Rédigé par : ercole | 25 mars 2005 à 20:46
La supercherie est plutot de faire croire qu'il sera possible de fonctionner a 25 alors que tous le monde sens bien que ce n'est qu'illusion avec ou sans constitution, sans compter la monstrueuse entree de la turquie (mais la on abandonne l'idee europe donc que cela fonctionne ou pas, n'a plus d'importance).
le non-dit devient ridicule : autant arreter les frais et faire une europe coherente avec l'euroland, qui seule a un espoir de fonctionner.

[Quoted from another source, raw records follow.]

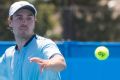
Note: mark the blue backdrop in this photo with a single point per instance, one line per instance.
(81, 62)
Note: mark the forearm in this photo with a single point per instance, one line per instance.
(56, 63)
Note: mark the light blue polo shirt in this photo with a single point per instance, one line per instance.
(17, 64)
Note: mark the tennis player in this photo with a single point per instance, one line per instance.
(33, 57)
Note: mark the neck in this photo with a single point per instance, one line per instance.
(22, 41)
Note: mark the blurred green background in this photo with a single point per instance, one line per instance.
(76, 20)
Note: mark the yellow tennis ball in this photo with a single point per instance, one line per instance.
(101, 53)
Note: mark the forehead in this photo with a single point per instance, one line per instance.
(24, 12)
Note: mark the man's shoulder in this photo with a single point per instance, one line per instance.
(9, 51)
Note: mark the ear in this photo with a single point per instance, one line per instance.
(10, 23)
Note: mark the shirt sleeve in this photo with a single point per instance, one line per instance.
(4, 68)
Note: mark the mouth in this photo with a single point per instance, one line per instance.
(23, 28)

Rédigé par : fredouil | 26 mars 2005 à 01:54
Depuis deux ou trois jours je remarque que JP Chevènement a eu droit à deux longs articles dans le Figaro, un dans Libé où il est dit "qu'il reçoit beaucoup de coups de téléphone", et last but not least, deux vrais articles dans Publius. Je remarque aussi que demain c'est Pâques. Le Général de Gaulle, dit-on, se serait pris pour Jeanne d'Arc. Et JPC?
Rédigé par : Claude | 26 mars 2005 à 12:04
Il commence, très sérieusement à en y en avoir assez des ouiouistes qui ne sont capables de voir dans les opposants (apparement, ils n'avaient pas imaginé qu'il put y avoir des opposants) à leur texte comme des imbéciles, de rétrogrades, des racistes, des nationalites, des "connards" comme l'a élégament déclaré le Pdt Chirac, et j'en passe.
Ce qui se passe est au contraire bien intéressant: ce texte a été conçu pour être illisible et l'on voit que les partisans du NON, en citoyens responsables, l'ont lu et savent le démonter, quand le matraquage de la propagande tend à réduire le "débat" à "je suis pour l'Europe, je vote oui, sinon je vote Lepen". La vieille ficelle, inventée par feu le président Miterrand, a fait son temps.
Le 29 mais au soir (anniversaire de la prise de Constantinople par les Turcs) pourrait au contraire être un désaveu de la classe politico-médiatique qui pourrait amener un renouveau de la politique.
Quant à la tour de babel européenne, elle continuera cahin-caha son chemin vers son effondrement programmé.
Rédigé par : Claude 2 | 28 mars 2005 à 11:34
Les partisans du "oui" sont donc des citoyens irresponsables qui n'ont pas lu la constitution, pire puisque ce texte est illisible s'ils l'ont lu, ils n'ont pas été capables, eux, de la comprendre.
Bravo vous venez de faire la même chose que Chirac, vous venez de faire la même chose que ce que vous veniez de dénoncer.